Hechos: Aunque el banco acababa de abrir, cuando llegué todas las sillas (una veintena) estaban ocupadas, casi todas, con la legión de veteranos, que, numerito en mano, esperan a que alguien de las burocracias viejas del lugar les atienda. Son cajeras de banco con mucha experiencia y mucha lentitud, operarios con chalequito del color del logo del banco —¡con chalequito!—, muchachas muy jóvenes que atienden dudas que aunque jóvenes gastan ya cara de funcionarias aletargadas, que tienen rostro (y chaqueta) de institución. No por eso faltaba de lo otro, el despliegue tecnológico del banco, que se materializa en un conjunto de cajeros de uso difícil, muchos de ellos averiados, que requieren explicaciones (de los funcionarios del chalequito o de las operarias con chaqueta) y se mueven con lentitud (pues sus usuarios son los que son y los que tienen dinero son los viejos). Hay nervios en esa parte del banco, de entrada, los míos, pues me tienen de un lado para otro con un trámite pedorro pero protegido por muchos protocolos que lo enlentecen y oscurecen. Entre cajeros que no funcionan, jóvenes nerviosos, ancianos en la cola asiduos al mansplaining, otros —de la misma tribu, la del mansplaining— que presionan a los demás para que se apuren… me empiezo a reír. Debe ser el jetlag. Solo paro para observar una escena: un ciudadano chino muy chino pregunta a uno de los funcionarios del chalequito, uruguayo muy uruguayo, por las virtudes de su nueva cuenta corriente en dólares. Lo hace en chino, el primero, mientras el segundo le contesta en castellano. Entre ambos, google translator, que media rigurosa y disciplinadamente mientras los demás (o yo, al resto del público, atento a que quedase alguno de los dos cajeros disponibles libre, no parecía llamarles la atención el show) oímos todo: la cantidad de dólares del oriental (de China), los requisitos orientales (del Uruguay) para manejarlos sin control… Mientras, la señora con el suero en la mano intentaba hacer una operación que el cajero en el que estaba no podía hacer.

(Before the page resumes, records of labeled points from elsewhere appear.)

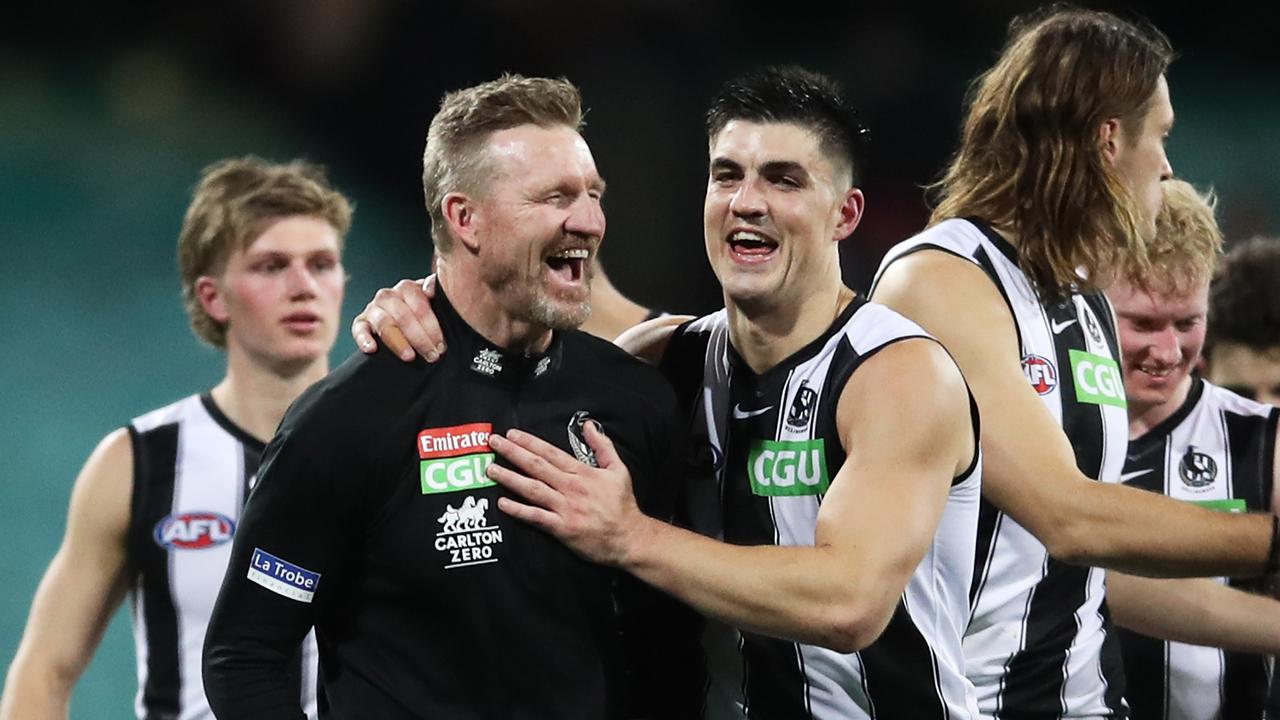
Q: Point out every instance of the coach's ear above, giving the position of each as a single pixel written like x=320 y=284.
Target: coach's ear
x=211 y=299
x=1109 y=139
x=460 y=214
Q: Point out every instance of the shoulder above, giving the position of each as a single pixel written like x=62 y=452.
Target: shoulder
x=350 y=402
x=1221 y=399
x=167 y=415
x=874 y=326
x=648 y=340
x=956 y=237
x=600 y=363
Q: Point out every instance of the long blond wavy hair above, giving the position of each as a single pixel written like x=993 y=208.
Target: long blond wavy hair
x=1031 y=155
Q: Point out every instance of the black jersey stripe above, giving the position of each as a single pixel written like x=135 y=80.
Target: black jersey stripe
x=988 y=529
x=1051 y=624
x=1147 y=687
x=1111 y=665
x=155 y=458
x=894 y=668
x=1244 y=684
x=1252 y=456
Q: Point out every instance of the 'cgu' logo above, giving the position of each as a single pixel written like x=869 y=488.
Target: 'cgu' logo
x=787 y=468
x=193 y=531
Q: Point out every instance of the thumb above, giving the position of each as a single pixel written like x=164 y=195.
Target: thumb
x=606 y=455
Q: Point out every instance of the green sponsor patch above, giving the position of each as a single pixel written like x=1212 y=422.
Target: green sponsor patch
x=455 y=474
x=1233 y=505
x=1097 y=379
x=787 y=468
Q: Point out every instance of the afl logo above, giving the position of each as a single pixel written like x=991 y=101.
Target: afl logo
x=1197 y=469
x=1041 y=373
x=193 y=531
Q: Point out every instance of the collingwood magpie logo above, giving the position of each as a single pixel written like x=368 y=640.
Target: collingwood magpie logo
x=487 y=361
x=1198 y=470
x=577 y=438
x=801 y=408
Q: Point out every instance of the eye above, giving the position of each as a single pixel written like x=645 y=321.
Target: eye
x=1187 y=326
x=1243 y=391
x=323 y=263
x=723 y=177
x=270 y=265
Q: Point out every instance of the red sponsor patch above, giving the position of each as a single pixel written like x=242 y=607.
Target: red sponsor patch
x=457 y=440
x=1040 y=373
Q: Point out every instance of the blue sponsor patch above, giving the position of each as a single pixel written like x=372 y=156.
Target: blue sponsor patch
x=282 y=577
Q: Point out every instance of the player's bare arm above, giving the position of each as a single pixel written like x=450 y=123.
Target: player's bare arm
x=81 y=589
x=1029 y=469
x=1197 y=611
x=648 y=341
x=401 y=315
x=873 y=528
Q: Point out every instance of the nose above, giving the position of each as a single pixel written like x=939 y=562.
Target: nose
x=748 y=201
x=301 y=281
x=585 y=218
x=1165 y=347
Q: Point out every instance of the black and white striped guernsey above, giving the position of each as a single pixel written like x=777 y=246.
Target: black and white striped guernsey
x=1216 y=450
x=192 y=469
x=1040 y=642
x=768 y=449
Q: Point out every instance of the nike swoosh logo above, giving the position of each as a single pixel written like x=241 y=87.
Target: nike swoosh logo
x=1059 y=327
x=739 y=414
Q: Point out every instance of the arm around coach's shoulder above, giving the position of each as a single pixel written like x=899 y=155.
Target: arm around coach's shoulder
x=81 y=589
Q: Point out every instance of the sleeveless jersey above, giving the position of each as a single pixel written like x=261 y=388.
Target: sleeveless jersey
x=1217 y=450
x=1040 y=641
x=768 y=449
x=192 y=469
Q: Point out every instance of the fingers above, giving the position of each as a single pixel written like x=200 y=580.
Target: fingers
x=536 y=492
x=535 y=516
x=402 y=317
x=534 y=464
x=362 y=335
x=420 y=326
x=538 y=450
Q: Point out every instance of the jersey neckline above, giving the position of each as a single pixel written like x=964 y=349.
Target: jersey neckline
x=489 y=359
x=1162 y=428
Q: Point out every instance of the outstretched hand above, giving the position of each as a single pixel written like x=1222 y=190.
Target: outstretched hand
x=589 y=509
x=403 y=319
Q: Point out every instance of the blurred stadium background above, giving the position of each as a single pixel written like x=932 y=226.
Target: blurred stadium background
x=109 y=112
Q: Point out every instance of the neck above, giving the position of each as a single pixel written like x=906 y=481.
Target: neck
x=255 y=397
x=1144 y=417
x=481 y=309
x=767 y=336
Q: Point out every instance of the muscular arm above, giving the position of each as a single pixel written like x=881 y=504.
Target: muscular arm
x=81 y=589
x=256 y=628
x=1029 y=470
x=873 y=528
x=1198 y=611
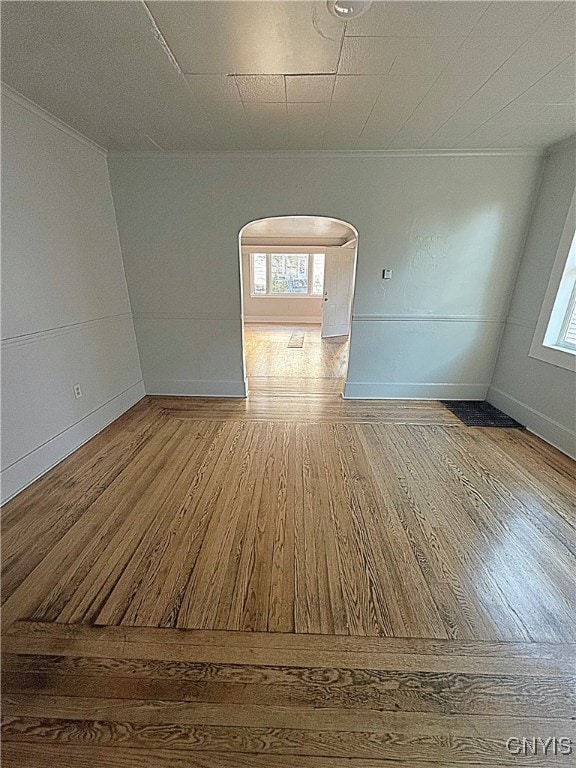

Algo desesperado, salgo a la calle. Conmigo, ahí fuera, había un muchacho que no parecía ni chino ni jubilado, ni siquiera cuentacorrentista. Estaba nervioso, se movía inquieto. Pensé que era por las situaciones absurdas que empezaban a multiplicarse en el banco, pero no, no era eso. Salió fuera porque quería vapear. Hablaba solo. Como estuve mucho rato en el banco pude ver que hacía eso de entrar y salir muchas veces; él, estaba allí, desde las 13 y me imagino que se iría a las 17h, el horario de apertura al público del banco: se sentaba en las sillas donde las ancianas y los ancianos esperaban que les atendiesen y dejaba debajo su mochila-casa-pertenencias-cama, con sus cosas; era de esa tribu, ya planetaria Nadie le dijo nada, no en ese rato. Era un habitante de la calle, que en esta institución del Estado, abizarrada como está, encontraba protección del frío invernal, cobijo, resguardo, refugio pues.

Lo folclórico, fíjate, escondía la posibilidad de una cata de campo.